We moved on here to his fifth novella, NoHo. In this, the teller of this story is the brother of the person who wants to be a child star so badly that she made her family upend their lives to get her there. ‘I chose him because I wanted a naive and less judgemental pair of eyes. He is an observer. And he has his own life too.’
Elizabeth noted the intertwined short fiction collection is one of her least favourite forms, but these novellas gave her the buzz of recognition of seeing relationships, without being totally intertwined. Nick seemed happy with this – he wants to make people feel clever.
We then moved into a phase of the discussion that I did my best to keep up with. The question was how he managed three different types of publishing at once.
Nick has done his PhD on just this: to begin with, he looked into how people are reading.
I didn’t realise that the first commercial ebook was Steven King’s novella Riding the Bullet, distributed as a PDF on a computer. There has been a lot of change, beginning in 2007, when the Kindle emerged and ebooks surged – ebooks increased 1270% over three years to 2010. ‘The publishing industry panicked, then focussed so hard on ebooks that they don’t notice the rise of audiobooks.’
Nick noted that the early adopters of ebooks were people who read a whole lot, and they were avid readers of romance, crime and fantasy, meaning the Kindle store was dominated by these genres.
Looking into the change in reading habits, he thought there’s a pitch to made here. The thing with reading novels on ebook – you forget who everybody is by the end of the book. A novella is easy to devote your attention to. It gives you something the short story can’t – you read it in an evening. It’s a better fit with our lives.
At the time Nick wanted to approach audio books too, Audible had worked out they had a revolution on their hands: podcasting was getting longer, and novella sized material was what they were looking for. At the time Nick was pitching to them, they were working on channels in the US. So he figured he’d try something else and said to them ‘why don’t we cast it like an Aussie drama series’ – they said yes, and the marketing for the series used the voices of these actors as a hook.

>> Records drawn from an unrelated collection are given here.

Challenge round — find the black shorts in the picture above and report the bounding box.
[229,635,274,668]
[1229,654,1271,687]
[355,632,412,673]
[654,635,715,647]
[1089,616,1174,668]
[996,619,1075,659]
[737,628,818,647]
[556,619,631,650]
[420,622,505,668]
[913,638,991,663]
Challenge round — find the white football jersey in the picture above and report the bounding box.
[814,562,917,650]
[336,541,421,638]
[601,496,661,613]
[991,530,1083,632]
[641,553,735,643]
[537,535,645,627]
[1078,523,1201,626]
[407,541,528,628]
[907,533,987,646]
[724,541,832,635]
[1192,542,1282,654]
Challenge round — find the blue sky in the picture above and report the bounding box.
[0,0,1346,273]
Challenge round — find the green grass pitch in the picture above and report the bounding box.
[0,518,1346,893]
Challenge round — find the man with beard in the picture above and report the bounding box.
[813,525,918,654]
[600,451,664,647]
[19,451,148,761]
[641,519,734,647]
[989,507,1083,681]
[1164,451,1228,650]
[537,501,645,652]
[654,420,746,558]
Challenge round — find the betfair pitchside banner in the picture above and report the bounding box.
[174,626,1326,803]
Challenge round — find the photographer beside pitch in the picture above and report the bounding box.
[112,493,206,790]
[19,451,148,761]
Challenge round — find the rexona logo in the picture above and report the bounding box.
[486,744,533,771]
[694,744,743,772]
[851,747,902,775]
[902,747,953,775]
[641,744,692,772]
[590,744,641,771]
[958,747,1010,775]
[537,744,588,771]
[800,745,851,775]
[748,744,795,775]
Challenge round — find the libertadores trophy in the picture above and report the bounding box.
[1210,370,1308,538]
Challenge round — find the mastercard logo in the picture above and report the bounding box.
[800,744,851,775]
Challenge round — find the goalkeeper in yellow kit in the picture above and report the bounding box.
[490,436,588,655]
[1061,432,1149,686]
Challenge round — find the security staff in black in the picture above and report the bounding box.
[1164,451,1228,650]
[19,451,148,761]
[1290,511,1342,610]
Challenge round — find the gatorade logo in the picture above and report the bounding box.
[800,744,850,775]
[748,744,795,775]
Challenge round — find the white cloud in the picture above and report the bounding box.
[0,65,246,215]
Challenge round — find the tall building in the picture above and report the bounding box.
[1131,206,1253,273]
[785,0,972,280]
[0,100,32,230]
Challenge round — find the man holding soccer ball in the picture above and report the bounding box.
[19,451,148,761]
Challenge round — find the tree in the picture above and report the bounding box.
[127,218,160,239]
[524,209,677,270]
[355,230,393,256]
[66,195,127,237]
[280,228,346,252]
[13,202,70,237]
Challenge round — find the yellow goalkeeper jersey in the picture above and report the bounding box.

Nick noted that far from cannibalising his paper book sales, the audio and e-books pushed it – there more synergy than we think across the markets, thanks to reader / listener recommendation pushing the novella through into other formats.
Nick’s had three test for the connections between his novellas: 1. Does it make the work better? 2. Does it not make the work worse? 3. Does it avoid being cheesy?
He is excited about this work and the scope of it into the future. The 20,000 word novel is the largest thing you can hold in your head in one go. He says, ‘I like being able to deal with that intricacy while still having that string in my head.’
I am a brand new fan of Nick Earls’ work and look forward to exploring more of it in the future.
Reviewed by Sarah Forster, Booksellers NZ.